La sfida per i bulgari è quella di disimparare l’egemonia, ma c’è anche una sfida per i loro potenziali partner o stakeholder a livello internazionale. Sono in grado anche loro di disimparare la loro egemonia? Perché se vengono in Bulgaria con un approccio egemonico, provocheranno la resistenza dei rappresentanti di una contro-egemonia. E così come la Bulgaria sarà sempre meno in grado di imporre la propria volontà alla Macedonia settentrionale man mano che Skopje si avvicinerà all’UE, anche il mondo esterno potrebbe trovare più difficile imporre il proprio potere alle future generazioni di cittadini bulgari se immaginiamo quest’ultimi sempre meno in grado di agire come proxy.

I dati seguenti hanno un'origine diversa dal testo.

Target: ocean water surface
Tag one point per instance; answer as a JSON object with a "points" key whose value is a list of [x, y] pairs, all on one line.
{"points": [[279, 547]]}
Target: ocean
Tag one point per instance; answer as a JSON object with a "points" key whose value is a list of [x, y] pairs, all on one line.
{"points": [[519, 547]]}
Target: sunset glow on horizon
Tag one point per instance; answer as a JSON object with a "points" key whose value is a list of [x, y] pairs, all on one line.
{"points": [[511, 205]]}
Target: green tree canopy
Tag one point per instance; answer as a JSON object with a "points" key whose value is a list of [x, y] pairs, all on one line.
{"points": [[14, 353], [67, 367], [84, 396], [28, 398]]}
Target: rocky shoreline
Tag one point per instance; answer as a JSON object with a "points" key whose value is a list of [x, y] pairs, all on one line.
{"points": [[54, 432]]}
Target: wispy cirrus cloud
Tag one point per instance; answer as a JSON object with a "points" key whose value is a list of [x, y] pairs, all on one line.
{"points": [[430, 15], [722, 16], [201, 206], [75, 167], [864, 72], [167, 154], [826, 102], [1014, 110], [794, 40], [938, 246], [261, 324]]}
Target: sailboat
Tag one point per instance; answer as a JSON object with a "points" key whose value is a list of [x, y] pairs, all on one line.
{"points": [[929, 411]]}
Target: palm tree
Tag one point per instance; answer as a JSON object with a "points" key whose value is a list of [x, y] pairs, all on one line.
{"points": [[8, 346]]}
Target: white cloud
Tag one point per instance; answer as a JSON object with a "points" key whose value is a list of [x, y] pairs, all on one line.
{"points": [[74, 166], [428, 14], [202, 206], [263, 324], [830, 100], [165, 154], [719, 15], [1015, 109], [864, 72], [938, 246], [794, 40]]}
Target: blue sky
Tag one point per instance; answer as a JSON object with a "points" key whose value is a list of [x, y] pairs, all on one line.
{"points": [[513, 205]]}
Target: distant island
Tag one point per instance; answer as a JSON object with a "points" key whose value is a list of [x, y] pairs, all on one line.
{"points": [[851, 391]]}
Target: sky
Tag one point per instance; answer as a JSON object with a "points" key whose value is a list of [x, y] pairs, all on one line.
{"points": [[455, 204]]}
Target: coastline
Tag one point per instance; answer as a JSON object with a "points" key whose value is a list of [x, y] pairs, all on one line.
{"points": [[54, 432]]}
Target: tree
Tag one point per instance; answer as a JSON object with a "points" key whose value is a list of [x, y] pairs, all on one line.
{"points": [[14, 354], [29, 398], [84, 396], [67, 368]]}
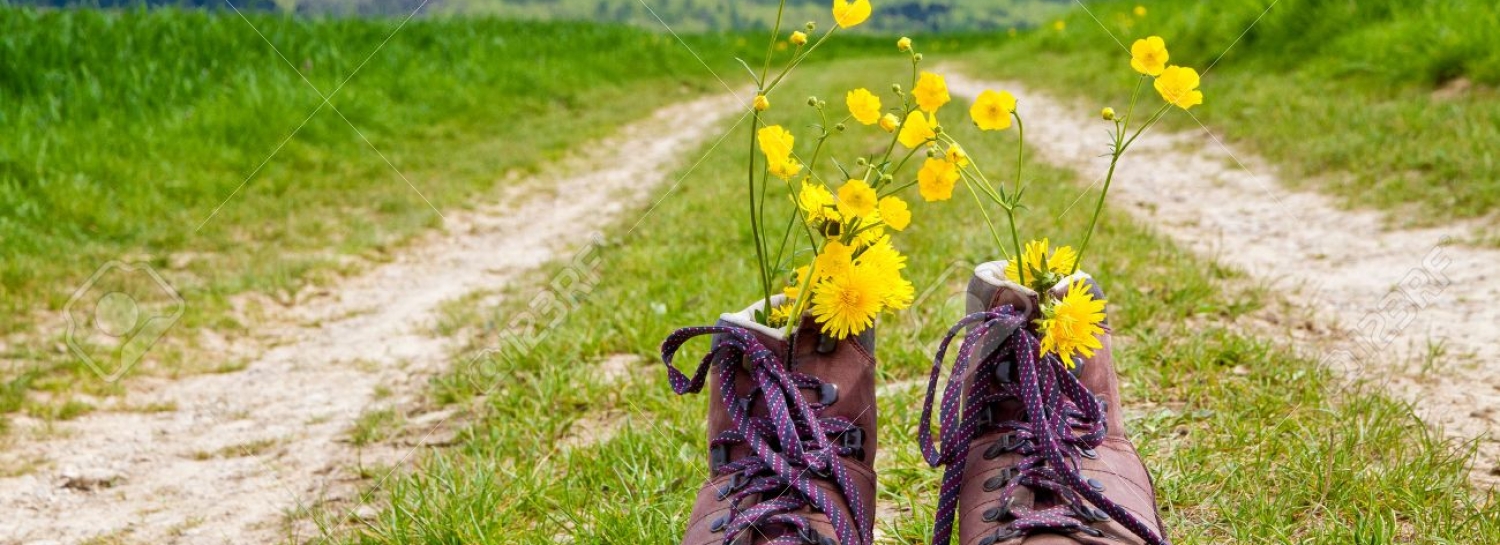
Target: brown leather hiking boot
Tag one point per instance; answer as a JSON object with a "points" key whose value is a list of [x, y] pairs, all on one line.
{"points": [[791, 433], [1035, 454]]}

In Bulgaria, quindi, abbiamo una situazione classica in cui ci saranno forze per il cambiamento – e il cambiamento sarà uno sviluppo verso l’emancipazione e la non egemonia, nonché l’affermazione della Bulgaria e della regione. E ci saranno forze che si opporranno a questo processo perché temono di perdere la loro posizione privilegiata in un mondo con una distribuzione più equa del potere.
Una distribuzione più equa del potere significherebbe l’emancipazione del cittadino comune, il superamento della norma unica e dell’identità statica e una maggiore affermazione della comprensione della vita come creazione collettiva. La Bulgaria ha più che mai bisogno di modernizzarsi e di diventare un luogo più equo e felice in cui vivere. Non solo a Sofia, ma ovunque.
Sostengo che un approccio non egemonico alle nostre relazioni esterne potrebbe essere un modo per realizzare questi grandi cambiamenti. Lo considero un approccio che dovrebbe provenire dalla gente comune, perché credo che abbiano un potenziale maggiore per disimparare l’egemonia istituzionalizzata in vari aspetti. È nobile avere politiche che diano potere alle persone e permettano una maggiore complessità del sistema, piuttosto che basare la società su identità statiche e di puro dominio. Credo anche che ognuno di noi abbia la chiave della propria emancipazione. Dobbiamo agire come se non esistesse un potere da cui dipendiamo, e in questo modo il potere può essere modernizzato e trasformato, in breve de-egemonizzato e ri-umanizzato. Per iniziare questo processo (un processo davvero a lungo termine) dovremmo “vivere disarmati” nel mondo di oggi. Una vita senza imporre rischi e violenze all’Altro è una vita che permette un’esperienza intensa e aperta a qualcosa di nuovo. Perché la vita non è un accumulo di potere, ma un continuo rinnovamento.